Настя попробовала отпереться, но отец не того ждал от нее. Она вытащила наружу нательный крестик.
– И все? Что еще было у тебя? – Исправник недоверчиво оглядывал очаровательно тоненькую шейку без единого украшения.
– Все, папенька, я ж подвеску сняла по дороге и в ридикюль спрятала. Не такая уж я глупенькая, как вам угодно представить меня Флоренцию Аникеичу.
– Хм-м… – Шуляпину понравилась предусмотрительность дочери, но не понравились ее пререкания. – А вы, сударь мой, не имеете ль чего на шее? Ну-ка раскидайте все сплетни одним мановением вашей одаренной руки.
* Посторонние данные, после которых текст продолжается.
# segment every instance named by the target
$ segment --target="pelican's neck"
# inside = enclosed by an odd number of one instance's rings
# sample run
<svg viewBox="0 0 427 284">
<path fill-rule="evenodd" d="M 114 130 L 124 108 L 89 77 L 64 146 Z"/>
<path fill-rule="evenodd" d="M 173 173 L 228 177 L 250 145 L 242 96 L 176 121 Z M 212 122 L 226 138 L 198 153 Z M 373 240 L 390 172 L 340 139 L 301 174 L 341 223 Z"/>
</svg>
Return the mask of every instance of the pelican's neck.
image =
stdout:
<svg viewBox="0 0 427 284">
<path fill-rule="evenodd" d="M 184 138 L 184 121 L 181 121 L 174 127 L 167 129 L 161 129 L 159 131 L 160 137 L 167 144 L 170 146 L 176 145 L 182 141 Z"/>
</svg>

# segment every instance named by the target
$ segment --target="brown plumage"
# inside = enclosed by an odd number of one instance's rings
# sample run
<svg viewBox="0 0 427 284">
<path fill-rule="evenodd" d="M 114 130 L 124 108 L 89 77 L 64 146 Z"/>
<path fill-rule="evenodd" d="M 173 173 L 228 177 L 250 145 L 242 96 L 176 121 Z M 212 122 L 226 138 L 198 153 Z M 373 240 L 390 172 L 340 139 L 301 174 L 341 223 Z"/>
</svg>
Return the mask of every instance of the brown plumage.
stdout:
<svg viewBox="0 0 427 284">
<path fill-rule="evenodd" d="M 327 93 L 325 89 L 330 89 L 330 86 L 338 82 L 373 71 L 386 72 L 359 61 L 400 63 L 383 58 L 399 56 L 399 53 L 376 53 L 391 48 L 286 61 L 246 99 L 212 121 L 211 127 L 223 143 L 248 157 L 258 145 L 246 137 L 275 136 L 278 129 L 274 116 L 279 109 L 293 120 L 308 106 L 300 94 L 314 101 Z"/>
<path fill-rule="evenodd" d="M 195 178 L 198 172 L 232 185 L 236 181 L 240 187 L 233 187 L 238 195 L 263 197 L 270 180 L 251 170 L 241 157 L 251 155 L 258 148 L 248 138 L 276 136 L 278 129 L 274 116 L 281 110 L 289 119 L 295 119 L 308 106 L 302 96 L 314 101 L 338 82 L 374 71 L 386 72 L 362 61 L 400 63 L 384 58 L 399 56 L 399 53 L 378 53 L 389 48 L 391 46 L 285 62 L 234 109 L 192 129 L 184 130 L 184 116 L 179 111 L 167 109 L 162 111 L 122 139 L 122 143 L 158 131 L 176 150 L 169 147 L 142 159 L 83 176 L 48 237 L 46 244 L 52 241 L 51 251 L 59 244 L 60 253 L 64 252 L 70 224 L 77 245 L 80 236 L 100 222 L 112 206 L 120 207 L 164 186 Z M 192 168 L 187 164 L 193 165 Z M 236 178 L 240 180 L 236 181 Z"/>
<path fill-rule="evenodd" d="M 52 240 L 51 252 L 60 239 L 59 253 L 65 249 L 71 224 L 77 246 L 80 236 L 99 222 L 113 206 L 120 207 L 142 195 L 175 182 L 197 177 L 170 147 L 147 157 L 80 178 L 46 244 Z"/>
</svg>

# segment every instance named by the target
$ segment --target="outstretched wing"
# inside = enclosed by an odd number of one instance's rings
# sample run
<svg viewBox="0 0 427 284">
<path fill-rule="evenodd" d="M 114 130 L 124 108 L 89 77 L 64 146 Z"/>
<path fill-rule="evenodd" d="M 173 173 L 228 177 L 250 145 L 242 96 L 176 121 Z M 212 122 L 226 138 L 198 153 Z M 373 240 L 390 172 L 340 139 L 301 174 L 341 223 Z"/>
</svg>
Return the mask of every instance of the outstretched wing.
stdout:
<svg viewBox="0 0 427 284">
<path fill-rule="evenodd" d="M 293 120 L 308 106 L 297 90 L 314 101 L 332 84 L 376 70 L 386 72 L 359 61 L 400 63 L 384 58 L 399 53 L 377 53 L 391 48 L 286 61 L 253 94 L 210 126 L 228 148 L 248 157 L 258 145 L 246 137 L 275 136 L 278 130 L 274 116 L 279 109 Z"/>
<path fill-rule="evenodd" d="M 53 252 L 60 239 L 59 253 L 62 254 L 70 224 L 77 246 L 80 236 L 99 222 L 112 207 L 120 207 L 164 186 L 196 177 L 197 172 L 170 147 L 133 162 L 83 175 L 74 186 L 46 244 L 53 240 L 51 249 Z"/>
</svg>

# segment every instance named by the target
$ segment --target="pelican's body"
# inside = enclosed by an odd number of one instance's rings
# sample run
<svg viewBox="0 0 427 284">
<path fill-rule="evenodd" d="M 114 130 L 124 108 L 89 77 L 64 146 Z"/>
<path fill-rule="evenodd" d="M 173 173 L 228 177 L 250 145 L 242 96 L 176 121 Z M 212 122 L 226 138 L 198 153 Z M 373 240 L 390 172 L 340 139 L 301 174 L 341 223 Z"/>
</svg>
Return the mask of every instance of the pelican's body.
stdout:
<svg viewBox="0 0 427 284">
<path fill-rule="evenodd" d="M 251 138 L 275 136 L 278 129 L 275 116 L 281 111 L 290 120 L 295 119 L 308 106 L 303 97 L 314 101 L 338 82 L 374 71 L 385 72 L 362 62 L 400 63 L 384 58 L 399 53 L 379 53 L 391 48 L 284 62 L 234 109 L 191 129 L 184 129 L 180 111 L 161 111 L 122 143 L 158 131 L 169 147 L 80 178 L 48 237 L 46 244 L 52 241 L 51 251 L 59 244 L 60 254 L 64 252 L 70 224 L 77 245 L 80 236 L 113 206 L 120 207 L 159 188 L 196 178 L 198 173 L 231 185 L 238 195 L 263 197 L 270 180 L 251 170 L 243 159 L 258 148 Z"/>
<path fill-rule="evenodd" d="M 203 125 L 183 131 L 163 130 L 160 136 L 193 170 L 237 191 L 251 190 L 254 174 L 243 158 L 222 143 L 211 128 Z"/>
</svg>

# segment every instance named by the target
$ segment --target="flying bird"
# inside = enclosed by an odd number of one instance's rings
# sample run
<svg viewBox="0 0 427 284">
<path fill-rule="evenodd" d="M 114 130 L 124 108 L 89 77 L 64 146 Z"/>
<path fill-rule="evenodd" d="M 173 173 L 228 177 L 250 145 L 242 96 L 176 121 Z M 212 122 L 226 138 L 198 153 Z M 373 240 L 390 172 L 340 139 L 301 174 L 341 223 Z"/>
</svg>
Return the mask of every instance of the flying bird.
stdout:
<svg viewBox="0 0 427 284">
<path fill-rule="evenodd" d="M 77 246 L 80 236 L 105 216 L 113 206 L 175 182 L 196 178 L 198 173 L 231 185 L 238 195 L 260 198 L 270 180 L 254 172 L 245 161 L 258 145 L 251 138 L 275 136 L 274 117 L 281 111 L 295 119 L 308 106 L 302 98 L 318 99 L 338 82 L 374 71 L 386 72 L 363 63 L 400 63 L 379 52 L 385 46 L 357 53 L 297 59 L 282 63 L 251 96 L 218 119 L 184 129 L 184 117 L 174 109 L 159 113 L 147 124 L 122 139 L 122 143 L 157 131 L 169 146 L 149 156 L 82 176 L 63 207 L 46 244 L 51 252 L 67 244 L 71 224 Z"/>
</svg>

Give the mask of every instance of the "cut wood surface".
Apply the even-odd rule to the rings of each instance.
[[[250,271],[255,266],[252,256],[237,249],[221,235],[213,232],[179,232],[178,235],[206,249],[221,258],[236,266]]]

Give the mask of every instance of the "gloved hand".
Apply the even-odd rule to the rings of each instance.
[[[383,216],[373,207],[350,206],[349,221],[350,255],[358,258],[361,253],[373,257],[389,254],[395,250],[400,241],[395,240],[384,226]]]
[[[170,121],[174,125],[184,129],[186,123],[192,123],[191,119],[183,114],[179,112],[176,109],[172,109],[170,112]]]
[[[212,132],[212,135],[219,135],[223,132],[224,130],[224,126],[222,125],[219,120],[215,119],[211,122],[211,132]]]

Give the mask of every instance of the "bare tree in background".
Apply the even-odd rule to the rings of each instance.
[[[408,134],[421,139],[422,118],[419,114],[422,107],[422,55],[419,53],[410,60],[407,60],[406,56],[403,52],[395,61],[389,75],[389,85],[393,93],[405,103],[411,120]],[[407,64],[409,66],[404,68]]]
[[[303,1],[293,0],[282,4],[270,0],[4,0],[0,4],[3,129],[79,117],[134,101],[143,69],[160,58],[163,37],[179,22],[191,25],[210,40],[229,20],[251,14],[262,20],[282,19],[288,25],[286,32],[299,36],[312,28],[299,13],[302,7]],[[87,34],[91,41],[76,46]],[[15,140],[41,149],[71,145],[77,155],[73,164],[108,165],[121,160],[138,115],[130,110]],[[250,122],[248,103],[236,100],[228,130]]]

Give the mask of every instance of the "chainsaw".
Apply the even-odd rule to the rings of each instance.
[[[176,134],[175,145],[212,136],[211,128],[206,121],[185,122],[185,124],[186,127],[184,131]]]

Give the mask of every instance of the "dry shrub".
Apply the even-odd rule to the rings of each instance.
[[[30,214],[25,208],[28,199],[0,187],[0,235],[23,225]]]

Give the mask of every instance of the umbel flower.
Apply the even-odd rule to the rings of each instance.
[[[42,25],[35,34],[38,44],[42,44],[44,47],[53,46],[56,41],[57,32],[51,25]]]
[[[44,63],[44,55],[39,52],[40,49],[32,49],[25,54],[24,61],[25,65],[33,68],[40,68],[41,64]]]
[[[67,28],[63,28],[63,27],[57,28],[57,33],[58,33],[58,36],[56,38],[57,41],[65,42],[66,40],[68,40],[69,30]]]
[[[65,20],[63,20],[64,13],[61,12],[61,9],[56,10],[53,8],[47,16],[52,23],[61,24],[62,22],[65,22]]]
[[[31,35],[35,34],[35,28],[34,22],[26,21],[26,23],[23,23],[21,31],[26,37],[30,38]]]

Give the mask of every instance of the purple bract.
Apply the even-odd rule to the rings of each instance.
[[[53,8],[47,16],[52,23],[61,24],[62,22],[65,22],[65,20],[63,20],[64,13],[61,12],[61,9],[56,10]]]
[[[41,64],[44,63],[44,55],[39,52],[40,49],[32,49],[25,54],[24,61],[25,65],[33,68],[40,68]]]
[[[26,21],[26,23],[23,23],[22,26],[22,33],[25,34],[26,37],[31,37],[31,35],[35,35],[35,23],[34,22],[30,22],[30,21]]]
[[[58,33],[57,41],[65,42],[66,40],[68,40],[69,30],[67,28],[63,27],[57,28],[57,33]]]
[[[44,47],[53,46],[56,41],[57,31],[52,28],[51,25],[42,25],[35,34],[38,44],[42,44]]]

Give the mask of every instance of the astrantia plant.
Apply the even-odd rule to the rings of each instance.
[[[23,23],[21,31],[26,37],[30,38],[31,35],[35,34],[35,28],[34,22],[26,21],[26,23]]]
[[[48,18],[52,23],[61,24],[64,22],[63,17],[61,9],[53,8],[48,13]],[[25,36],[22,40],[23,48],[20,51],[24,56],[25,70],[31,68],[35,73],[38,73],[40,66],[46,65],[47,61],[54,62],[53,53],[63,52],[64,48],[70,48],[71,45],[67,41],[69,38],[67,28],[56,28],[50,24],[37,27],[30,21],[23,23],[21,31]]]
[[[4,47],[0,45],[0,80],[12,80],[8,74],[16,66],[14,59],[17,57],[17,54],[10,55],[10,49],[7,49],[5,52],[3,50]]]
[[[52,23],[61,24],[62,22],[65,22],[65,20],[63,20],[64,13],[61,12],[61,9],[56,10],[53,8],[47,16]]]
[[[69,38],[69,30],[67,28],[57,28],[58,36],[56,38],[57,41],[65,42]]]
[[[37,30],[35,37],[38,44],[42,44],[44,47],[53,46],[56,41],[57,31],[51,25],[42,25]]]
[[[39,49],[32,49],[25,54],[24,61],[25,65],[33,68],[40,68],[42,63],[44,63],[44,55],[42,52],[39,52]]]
– Я… я храню кое-что… кое-что важное для меня, – начал запинаться Листратов. Ему не хотелось рассказывать посторонним про Фирро и про ее непреходящее для него значение. Тем паче Анастасия Кирилловна намедни завела разговор про его мать. – Да вот она, все в порядке, так что колдовство… – Он по-прежнему держал руку на груди, сквозь ткань сжимая замшевый мешочек с амулетом. Теперь пришла пора вытащить его наружу, похвастаться. Кисть пробралась за пуговицы рубахи, потянула и… подалась неожиданно легко. Художник вздрогнул, по спине будто саданули ледяным обухом: кожаный ремешок не сопротивлялся, не натягивался на шее, как положено, когда вытаскиваешь висячее наружу. Но мешочек все же пребывал в руке, все время от ивовой арки до мыска и назад он сжимал его надежными пальцами. Теперь тоже. Флоренций взял его в ладонь, протянул вперед, уже не ожидая, что тот застрянет на полпути. Донельзя огорченный, он разжал пятерню перед самым носом капитан-исправника: амулет преспокойно лежал внутри, но меж пальцев свисали два истлевших кожаных конца.
Глава 10
«…И украшенному быть добродетелями паче прочих убранств, и высоко нести главу свою, пусть апостольником увенчанную, а не царскою короною, и претерпевать, не попускаючи, не отворачиваясь, и…» Это он сочинил сам для себя, вроде ворожбу какую. Когда становилось совсем невыносимо, горестно, повторял шепотком ли, вслух ли на одинокой тропке, в седле либо пешим. От слов этих внутри расцветала лилея, благоухающая, непорочная, с крепким, наполненным влагами стеблем и непреклонной оттого головкой. Он и сам напитывался силой вместе с той лилеей, вроде душа его насыщалась ею, подгрызала лепесток за лепестком, но взамен съеденных вырастали новые, еще белее, длиннее, шире. Да, точно – то кушанье его душе, более никакого не алкала она, самое сытное и прельстительное кушанье, не иначе.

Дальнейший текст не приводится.